Issue d'un informateur, une version du travail de la section 2 du traité ACTA, «Mesures aux frontières», négocié en secret par une dizaine d'Etats dont le Maroc. Les détails…

La version filtrée du traité ACTA
Intitulée «Border Measures », la section 2 de l'ACTA commence par l'examen de «l'étendue de l'accord».
C'est un texte qui doit fixer les orientations de la politique de lutte contre la contrefaçon, qu'il s'agisse d'objets physiques ou de téléchargement illégal sur Internet, pour les années à venir : une dizaine de pages qui exposent, dans un grand luxe de détails pratiques, le futur fonctionnement des douanes au regard de tous les « biens contrefaisant des droits de propriétés intellectuelles ». Après trois ans de négociations si secrètes qu'on ignorait jusqu'au nom des négociateurs, le public commence enfin à pouvoir prendre connaissance, «fuite» après «fuite», du contenu de l'Accord commercial anti-contrefaçon (ACTA : Anti-Counterfeiting Trade Agreement).
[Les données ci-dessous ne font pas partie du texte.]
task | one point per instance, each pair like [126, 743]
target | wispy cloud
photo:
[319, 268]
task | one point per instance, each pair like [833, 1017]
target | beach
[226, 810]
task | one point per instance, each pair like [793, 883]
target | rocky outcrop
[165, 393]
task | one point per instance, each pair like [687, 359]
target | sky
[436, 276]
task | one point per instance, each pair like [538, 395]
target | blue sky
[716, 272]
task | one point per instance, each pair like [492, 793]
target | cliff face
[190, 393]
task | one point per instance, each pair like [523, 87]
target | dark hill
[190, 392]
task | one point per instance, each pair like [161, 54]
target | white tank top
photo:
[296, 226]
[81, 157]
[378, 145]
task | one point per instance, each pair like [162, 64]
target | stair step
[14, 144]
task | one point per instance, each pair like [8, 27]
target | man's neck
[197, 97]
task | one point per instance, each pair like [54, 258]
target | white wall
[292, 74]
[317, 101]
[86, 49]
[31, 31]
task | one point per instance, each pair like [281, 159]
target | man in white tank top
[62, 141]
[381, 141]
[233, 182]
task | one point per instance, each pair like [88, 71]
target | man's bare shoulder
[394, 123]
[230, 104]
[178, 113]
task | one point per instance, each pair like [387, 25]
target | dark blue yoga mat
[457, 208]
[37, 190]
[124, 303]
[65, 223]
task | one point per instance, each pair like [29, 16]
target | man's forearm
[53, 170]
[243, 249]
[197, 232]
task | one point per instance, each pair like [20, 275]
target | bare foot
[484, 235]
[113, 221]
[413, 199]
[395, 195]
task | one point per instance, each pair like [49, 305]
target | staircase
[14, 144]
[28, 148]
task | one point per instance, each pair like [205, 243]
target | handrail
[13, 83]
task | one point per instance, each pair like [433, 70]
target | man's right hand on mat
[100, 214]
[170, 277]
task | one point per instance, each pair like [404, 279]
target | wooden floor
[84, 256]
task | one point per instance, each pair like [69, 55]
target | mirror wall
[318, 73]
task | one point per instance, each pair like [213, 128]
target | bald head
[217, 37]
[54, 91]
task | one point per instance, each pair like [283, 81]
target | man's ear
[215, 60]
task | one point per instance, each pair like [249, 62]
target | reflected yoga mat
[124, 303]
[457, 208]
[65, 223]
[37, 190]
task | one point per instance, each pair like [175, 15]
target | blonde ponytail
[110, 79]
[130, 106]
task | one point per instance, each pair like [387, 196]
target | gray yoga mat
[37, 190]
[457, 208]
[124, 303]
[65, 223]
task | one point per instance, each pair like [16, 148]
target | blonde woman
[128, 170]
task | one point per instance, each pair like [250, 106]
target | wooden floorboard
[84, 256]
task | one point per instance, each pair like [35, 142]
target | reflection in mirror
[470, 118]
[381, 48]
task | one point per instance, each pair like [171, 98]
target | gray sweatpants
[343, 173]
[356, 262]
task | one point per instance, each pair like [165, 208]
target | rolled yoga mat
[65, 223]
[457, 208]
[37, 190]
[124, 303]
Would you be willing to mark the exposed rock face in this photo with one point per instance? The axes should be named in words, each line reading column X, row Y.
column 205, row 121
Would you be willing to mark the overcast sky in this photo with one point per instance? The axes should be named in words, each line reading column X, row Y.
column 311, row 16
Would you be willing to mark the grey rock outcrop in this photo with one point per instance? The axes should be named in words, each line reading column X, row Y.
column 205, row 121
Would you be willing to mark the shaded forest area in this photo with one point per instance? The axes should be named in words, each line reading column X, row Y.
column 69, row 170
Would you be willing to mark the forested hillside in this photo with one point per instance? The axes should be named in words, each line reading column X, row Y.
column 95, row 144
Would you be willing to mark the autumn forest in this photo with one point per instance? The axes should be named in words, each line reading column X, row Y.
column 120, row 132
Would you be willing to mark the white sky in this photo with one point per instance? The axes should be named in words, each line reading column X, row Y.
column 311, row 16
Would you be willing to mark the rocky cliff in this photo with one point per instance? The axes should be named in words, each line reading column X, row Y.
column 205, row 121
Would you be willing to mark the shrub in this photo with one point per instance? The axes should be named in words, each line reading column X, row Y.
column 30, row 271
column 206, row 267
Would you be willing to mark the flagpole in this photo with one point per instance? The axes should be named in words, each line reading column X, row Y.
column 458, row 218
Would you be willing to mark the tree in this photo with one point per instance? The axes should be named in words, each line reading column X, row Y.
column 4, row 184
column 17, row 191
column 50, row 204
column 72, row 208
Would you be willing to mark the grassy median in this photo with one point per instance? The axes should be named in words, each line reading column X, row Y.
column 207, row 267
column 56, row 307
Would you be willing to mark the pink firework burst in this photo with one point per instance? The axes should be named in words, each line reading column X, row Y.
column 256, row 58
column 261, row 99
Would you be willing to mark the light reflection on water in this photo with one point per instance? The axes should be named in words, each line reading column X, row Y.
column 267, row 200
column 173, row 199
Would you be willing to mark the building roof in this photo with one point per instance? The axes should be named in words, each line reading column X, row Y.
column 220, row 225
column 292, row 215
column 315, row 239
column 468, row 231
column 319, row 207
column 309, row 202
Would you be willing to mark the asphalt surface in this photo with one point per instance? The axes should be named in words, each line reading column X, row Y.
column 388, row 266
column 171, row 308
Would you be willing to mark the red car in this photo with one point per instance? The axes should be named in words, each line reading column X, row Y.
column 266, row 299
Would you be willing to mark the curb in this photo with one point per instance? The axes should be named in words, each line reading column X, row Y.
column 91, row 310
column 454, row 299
Cet accord-discuté par l'Australie, le Canada, les Etats-Unis, l'Union européenne (UE), le Japon, la Corée, le Mexique, le Maroc, la Nouvelle-Zélande, Singapour et la Suisse- établit une liste de dispositions légales que les futurs pays signataires s'engageront à adopter dans leur droit national (et communautaire, pour ce qui concerne l'UE).

Mesures aux frontières
Intitulée « Border Measures », la section 2 de l'ACTA commence par l'examen de « l'étendue de l'accord». Toutes les parties prenantes s'entendent pour laisser la liberté à chaque pays de ne pas poursuivre le touriste qui transporterait quelques produits contrefaits (CD acheté sur un marché, paire de chaussures “Noke” ou “Adidos”) dans ses bagages personnels.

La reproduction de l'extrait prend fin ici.